Whatever. We're going camping. And that's fun. I just have to survive the next few weeks at work and get these papers done for my courses so I can take the week and just relax.

Monday, July 03, 2006

Ample Arse Begone!

In 1999 I got the "click" I needed to get off my ample arse and do something about my weight. I joined a weight loss clinical program called H*erbal M*agic (asteriking so I don't get spammed) and lost 60 lbs. I maintained that loss until I became pregnant and since the first miscarriage, have just allowed my weight to climb and climb. I am officially now 7 lbs higher in weight than I was the day I walked into the HM clinic.

I have joined and rejoined HM since then, WW at least four times, and tried countless things on my own at home. I've been making a monthly charitable donation to C*urves for the last 18 months, and probably have paid at least one employee salary in full there. In short, I have sucked at doing anything about getting this weight off. And it's no small amount either. I am 64 lbs above my ultimate goal, and 44 lbs above where I was when I became pregnant.

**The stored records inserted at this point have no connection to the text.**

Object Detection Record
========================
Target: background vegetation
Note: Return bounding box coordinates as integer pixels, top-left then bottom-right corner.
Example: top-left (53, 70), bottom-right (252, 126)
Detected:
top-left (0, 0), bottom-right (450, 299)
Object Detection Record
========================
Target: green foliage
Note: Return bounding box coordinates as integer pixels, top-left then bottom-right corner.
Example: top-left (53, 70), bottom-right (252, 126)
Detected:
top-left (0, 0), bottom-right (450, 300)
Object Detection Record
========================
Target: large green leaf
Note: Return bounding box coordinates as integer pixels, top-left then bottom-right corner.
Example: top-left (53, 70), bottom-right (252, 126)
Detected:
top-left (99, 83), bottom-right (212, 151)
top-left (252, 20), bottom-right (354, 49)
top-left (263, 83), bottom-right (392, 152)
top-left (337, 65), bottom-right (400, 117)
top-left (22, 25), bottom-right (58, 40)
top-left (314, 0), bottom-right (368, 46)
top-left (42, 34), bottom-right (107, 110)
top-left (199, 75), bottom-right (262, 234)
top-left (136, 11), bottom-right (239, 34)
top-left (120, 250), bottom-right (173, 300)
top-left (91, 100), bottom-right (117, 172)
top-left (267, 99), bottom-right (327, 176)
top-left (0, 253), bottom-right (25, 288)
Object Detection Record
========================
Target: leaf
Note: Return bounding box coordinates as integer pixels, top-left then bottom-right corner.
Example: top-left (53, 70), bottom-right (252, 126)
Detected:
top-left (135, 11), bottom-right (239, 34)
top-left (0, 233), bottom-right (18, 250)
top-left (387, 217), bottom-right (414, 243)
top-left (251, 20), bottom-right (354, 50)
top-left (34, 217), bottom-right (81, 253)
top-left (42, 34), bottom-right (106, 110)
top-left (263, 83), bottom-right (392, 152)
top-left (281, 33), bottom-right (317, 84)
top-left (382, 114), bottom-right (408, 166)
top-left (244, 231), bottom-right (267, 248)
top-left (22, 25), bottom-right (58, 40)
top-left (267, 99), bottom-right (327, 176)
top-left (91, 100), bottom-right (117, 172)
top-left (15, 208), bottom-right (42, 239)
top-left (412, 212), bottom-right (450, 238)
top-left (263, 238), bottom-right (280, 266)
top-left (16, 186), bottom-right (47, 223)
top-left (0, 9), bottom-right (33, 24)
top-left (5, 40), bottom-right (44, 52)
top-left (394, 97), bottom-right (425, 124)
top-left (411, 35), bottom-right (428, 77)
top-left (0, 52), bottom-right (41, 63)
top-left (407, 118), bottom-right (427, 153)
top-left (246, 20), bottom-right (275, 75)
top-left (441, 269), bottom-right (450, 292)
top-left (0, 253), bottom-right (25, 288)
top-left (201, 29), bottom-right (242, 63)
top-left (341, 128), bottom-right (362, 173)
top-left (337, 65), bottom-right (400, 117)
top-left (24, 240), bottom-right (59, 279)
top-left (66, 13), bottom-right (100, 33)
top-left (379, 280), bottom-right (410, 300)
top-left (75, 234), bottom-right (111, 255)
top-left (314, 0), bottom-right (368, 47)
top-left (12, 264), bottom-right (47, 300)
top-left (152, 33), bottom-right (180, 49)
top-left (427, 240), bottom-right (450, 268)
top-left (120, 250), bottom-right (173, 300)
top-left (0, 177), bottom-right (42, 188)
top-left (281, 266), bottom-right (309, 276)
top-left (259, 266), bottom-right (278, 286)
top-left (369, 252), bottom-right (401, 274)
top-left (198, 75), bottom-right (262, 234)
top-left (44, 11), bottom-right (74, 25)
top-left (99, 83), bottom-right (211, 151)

I have been choosing to remain fat. And I have felt miserable about it. Yet I have still chosen to remain fat.

On Friday I marched myself into another weight loss program. The atmosphere in the place was alive! People were laughing and carrying on. I could hear cheers of congratulations from the private offices and whoops of laughter. None of the staff were these little size 4 stick university students out to make a summer job living - they were real women like me. Some had obvious weight struggles themselves - others were of normal weight and shape.

I was escorted into the manager's office for my private consultation. We started the interview and I promptly burst into tears! Excuse me?

I didn't realize how emotional I was about my weight and my body image. HB has been wonderful about it, but he's in such amazing shape that I just can't imagine why he finds me physically attractive. So I sat there, in front of this stranger woman, and I cried.

And then I joined. I feel the click.

I don't care if it's a gimick .... I saw pictures of people that I knew on the wall and they had lost weight. I have been doing the two day "cleansing" activity and got on my scale this morning after the first day. I'm already down two pounds. I don't care if it's all fluid. I'm down two pounds.

With work, school, the kids, lack of summer vacation....and everything else that feels out of my own control in my life, I need something of which I can be in control. My weight and my food intake is that thing. Man, that sounded like an eating disordered statement but really, I have so far to go before an eating disorder could kick in ... besides the fact that I just love food too much to ever think of going without it. Nope, it's the good kind of control.

HB and I have a trip to Boston booked for the end of September. If I keep to the prescribed regime, I will be at my halfway mark by then ... meaning I will be able to wear my Danier leather jacket which I adore! That, and my arse will actually fit comfortably in the seat for the trip.

I'm back. And I'm in control. Watch out world!

Saturday, July 01, 2006

How could we not.....

seriously consider falling in love with this guy?

Pan

I sent an email off earlier this week, hoping they might consider a Canadian as an adoptive mom, but had no response. Now his page says "pending" so perhaps he has found a good home already. I post on a message board for owners of giant breed dawgs, and they were already lining up to assist with transport from PA.

There are some awesome people on the internet.